If you look from the outside like you’re competently trying to steer the world into states that will result in you getting more novel experience, then this is “goal-directed” in the sense I mean, regardless of why you’re doing that.
If you (e.g.) look from the outside like you’re selecting the local action that’s least like the actions you’ve selected before, regardless of how that affects you or your future novel experience, etc., then that’s not “goal-directed” in the sense I mean.
The distinction isn’t meant to be totally crisp (there are different degrees and dimensions of “goal-directedness”), but maybe these examples help clarify what I have in mind. “Maximize novel experience” is a pretty vague goal, but it’s not so vague that I think it falls outside of what I had in mind—e.g., I think the standard instrumental convergence concerns apply to “maximize novel experience”.
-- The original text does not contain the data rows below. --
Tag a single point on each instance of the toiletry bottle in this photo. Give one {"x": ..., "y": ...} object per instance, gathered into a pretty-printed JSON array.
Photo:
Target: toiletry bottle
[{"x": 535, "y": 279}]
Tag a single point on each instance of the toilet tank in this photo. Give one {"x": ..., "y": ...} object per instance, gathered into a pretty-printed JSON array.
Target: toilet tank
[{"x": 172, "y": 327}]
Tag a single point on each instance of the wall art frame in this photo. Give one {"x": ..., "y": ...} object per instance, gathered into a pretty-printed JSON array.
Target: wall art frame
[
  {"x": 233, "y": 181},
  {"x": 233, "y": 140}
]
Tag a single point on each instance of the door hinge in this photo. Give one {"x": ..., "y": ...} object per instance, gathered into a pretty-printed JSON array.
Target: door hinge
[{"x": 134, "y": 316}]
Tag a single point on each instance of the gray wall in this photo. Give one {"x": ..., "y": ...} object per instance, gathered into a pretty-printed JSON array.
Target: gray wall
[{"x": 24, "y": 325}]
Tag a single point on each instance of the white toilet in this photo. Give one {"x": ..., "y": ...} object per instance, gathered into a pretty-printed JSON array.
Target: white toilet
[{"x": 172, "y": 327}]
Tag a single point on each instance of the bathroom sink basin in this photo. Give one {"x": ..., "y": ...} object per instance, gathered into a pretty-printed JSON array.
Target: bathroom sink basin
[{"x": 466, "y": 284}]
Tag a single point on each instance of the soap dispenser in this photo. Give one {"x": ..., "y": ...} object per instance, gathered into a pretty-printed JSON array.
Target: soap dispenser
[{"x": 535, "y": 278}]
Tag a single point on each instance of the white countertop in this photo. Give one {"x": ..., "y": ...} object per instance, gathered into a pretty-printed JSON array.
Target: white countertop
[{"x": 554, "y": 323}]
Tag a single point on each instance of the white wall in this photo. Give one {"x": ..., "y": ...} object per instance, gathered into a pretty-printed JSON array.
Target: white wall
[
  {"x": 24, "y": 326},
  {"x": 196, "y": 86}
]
“Steer the world toward there being an even number of planets in the Milky Way Galaxy” also encompasses a variety of possible world-states (more than half of the possible worlds where the Milky Way Galaxy exists are optimal), but I think the arguments in the OP apply just as well to this goal.
Nope! Humans were created by evolution, but our true utility function isn’t “maximize inclusive reproductive fitness” (nor is it some slightly tweaked version of that goal).
See also, in the OP: “Problem of Fully Updated Deference: Normative uncertainty doesn’t address the core obstacles to corrigibility.”
We know that evolution has no preferences (evolution is not an agent), so we generally don’t frame our preferences as an approximation of evolution’s ones. People who believe that they were created with some goal in mind of the creator do engage in reasoning of what was truly meant for them to do.
The provided link assumes that any preference can be expressed as a utility function over world-states. If you don’t assume that (and you shouldn’t as human preferences can’t be expressed as such), you cannot maximize weighted average of potential utility functions. Some actions are preference-wise irreversible. Take for example virtue ethics: wiping out your memory doesn’t restore your status as a virtuous person even if the world doesn’t contain any information of your unvirtuous acts anymore, so you don’t plan to do that.
When I asked here earlier why the article “Problem of Fully Updated Deference” uses incorrect assumption, I’ve got the answer that it’s better to have some approximation than none as it allows to move forward in exploring the problem of alignment. But I see that it became an unconditional cornerstone and not a toy example of analysis.